The visualization of the relationships between environmental determinants dimensions and health outcomes evidenced in the extracted data was made using Sankey diagram (http://sankeymatic.com/build/). Key conclusions and policy recommendations were extracted to inform the construction of a final framework to analyze environment related population health in urban settings. Discrepancies were solved through a review by a third coauthor (AM).

Quality assessment

Acknowledging the relevance of assessing the quality of studies, we evaluated the risk of bias of the sampled studies by means of a checklist previously used in reviews assessing the impact of environmental determinants on health [31, 32]. For each study, two investigators (MS and JM) independently evaluated the risk of bias associated with exposure assessment, confounding, selection of participants, and health outcome assessment, leading to a risk classification for each bias and globally (low, high and unclear). The studies that did not obtain the same risk of bias class from the two investigators were discussed with the third author (AM) to reach consensus. The classes set in [31] and the respective assessment of the sampled studies are shown in Additional file 2.

Results

The literature search identified 1369 records. After removing the duplicate records, 1262 studies were screened based on title and abstract and 1019 records were excluded, leaving 243 articles for full-text screening. Ninety-four records met the inclusion criteria and were included in this review while 149 were excluded. Figure 2 provides the flow diagram of articles included and excluded from the review.

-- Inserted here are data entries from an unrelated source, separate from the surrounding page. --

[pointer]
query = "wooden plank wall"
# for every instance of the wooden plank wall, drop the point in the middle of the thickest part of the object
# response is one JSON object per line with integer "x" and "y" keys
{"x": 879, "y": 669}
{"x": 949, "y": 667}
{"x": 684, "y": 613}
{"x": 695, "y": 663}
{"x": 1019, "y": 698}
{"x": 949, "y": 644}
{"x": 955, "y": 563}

Environmental determinants were divided in socioeconomic status, natural environment, built environment, healthcare, and behaviors. Health outcomes were divided into 5 major categories: 1) overall mortality, 2) morbidity related to birth outcomes (low birth weight, preterm, low height and weight for gestational age), 3) morbidity related with overall chronic diseases outcomes (e.g. cancer, cardiovascular, impairment, HIV, oral diseases and respiratory) [33], 4) morbidity related with mental illness and 5) morbidity caused by obesity health conditions provides the flow diagram of articles included and excluded from the review.

Environmental determinants were divided in socioeconomic status, natural environment, built environment, healthcare, and behaviors. Health outcomes were divided into 5 major categories: 1) overall mortality, 2) morbidity related to birth outcomes (low birth weight, preterm, low height and weight for gestational age), 3) morbidity related with overall chronic diseases outcomes (e.g. cancer, cardiovascular, impairment, HIV, oral diseases and respiratory) [33], 4) morbidity related with mental illness and 5) morbidity caused by obesity health conditions.

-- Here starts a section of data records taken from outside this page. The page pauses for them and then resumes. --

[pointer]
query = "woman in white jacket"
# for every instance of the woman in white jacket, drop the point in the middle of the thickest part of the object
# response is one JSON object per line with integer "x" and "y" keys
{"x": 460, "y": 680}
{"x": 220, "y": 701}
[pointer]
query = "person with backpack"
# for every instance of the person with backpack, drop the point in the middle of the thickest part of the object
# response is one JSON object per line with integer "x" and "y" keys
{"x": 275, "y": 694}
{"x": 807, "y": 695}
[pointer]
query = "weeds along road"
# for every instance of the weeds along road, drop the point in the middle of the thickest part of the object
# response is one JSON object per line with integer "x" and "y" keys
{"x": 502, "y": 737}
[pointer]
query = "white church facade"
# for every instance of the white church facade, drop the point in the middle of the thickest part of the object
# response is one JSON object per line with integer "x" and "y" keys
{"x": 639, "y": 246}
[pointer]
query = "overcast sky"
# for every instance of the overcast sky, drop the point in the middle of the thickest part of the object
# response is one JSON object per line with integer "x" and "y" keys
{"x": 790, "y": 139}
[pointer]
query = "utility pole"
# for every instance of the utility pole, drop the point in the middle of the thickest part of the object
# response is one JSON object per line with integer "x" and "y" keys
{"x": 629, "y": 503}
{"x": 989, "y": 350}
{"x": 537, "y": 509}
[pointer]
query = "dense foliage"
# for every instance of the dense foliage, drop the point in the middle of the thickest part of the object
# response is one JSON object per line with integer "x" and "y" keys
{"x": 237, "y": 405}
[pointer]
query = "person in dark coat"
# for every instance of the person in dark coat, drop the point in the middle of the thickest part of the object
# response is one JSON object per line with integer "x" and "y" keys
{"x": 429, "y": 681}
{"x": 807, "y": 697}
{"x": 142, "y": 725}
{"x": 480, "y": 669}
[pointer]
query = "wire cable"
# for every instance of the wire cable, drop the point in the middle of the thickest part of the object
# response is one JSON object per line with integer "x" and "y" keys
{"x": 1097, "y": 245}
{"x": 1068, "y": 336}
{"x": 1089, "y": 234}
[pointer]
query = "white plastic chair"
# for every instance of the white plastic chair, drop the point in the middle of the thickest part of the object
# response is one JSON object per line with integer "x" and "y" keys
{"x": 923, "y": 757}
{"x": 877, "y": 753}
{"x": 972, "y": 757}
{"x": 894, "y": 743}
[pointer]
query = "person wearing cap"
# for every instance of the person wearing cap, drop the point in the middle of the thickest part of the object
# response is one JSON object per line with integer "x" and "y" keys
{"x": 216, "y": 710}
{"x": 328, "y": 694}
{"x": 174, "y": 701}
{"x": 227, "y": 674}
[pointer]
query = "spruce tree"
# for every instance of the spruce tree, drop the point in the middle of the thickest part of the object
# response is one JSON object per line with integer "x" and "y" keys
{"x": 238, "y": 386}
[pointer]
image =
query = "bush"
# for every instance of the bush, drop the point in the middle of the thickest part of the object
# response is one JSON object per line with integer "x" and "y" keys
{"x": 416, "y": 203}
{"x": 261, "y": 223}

Out of the sample of 94 studies, the largest number of included studies were published between 2012 and 2016. Predominantly the referred studies analyzed the impact of an environmental determinant and/or dimension making use of more than one indicator; and more than half focused on adult populations (18–64-years-old). Most of the studies had a cross-sectional (56%) and cohort (37%) design and the association measures were mainly odds ratio, relative risk, β coefficient and prevalence ratio.

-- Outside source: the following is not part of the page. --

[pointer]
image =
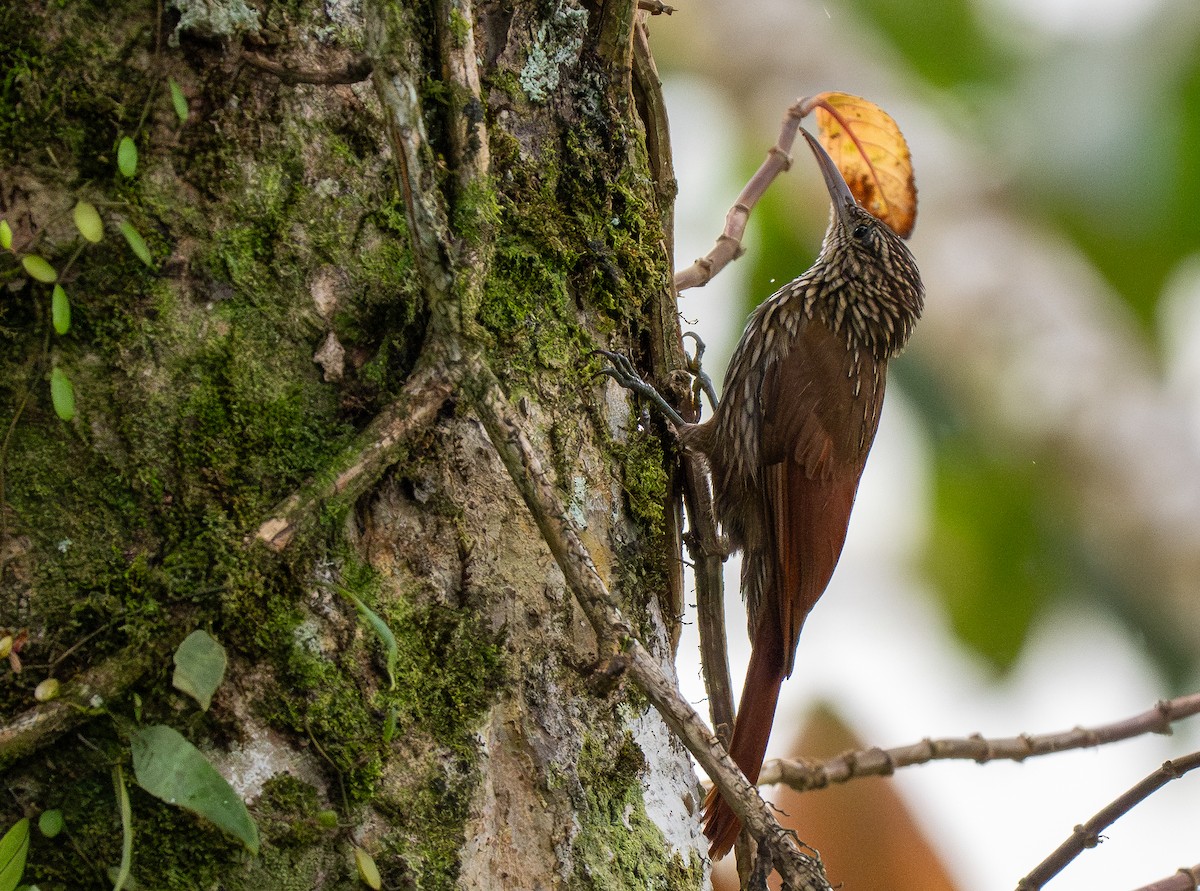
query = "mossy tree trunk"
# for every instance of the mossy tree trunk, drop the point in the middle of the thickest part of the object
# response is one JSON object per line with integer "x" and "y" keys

The 94 studies explored 24-paired associations between 45 indicators (within 5 environmental determinants) and the 5 categories of health outcomes. The multilevel mapping Sankey diagram displayed in Fig. 3 shows the relationships between environmental determinants and the major categories of health outcomes of the 94 studies. The characteristics of each included study were systematically analyzed and summarized in Tables 1–10 (see Additional file 1), in which the relationship between the environmental indicator and health outcome was categorized as follows:

  • positive (+), if a desirable improvement in the indicator was associated with an improvement of population health (i.e. a decrease in unemployment is associated with better health), or if a population subgroup is associated with higher population health (i.e. in case White has comparatively higher health than other groups);

  • negative (−), if a desirable improvement in the indicator was associated with a deterioration of population health (i.e. a decrease in unemployment is associated with worse health), or if a population subgroup is associated with worse population health (i.e. in case a Black has comparatively worse health than other groups);

Fig. 3
figure3

Sankey diagram of studies exploring relationships between environmental determinants and health outcomes (N = 94 studies)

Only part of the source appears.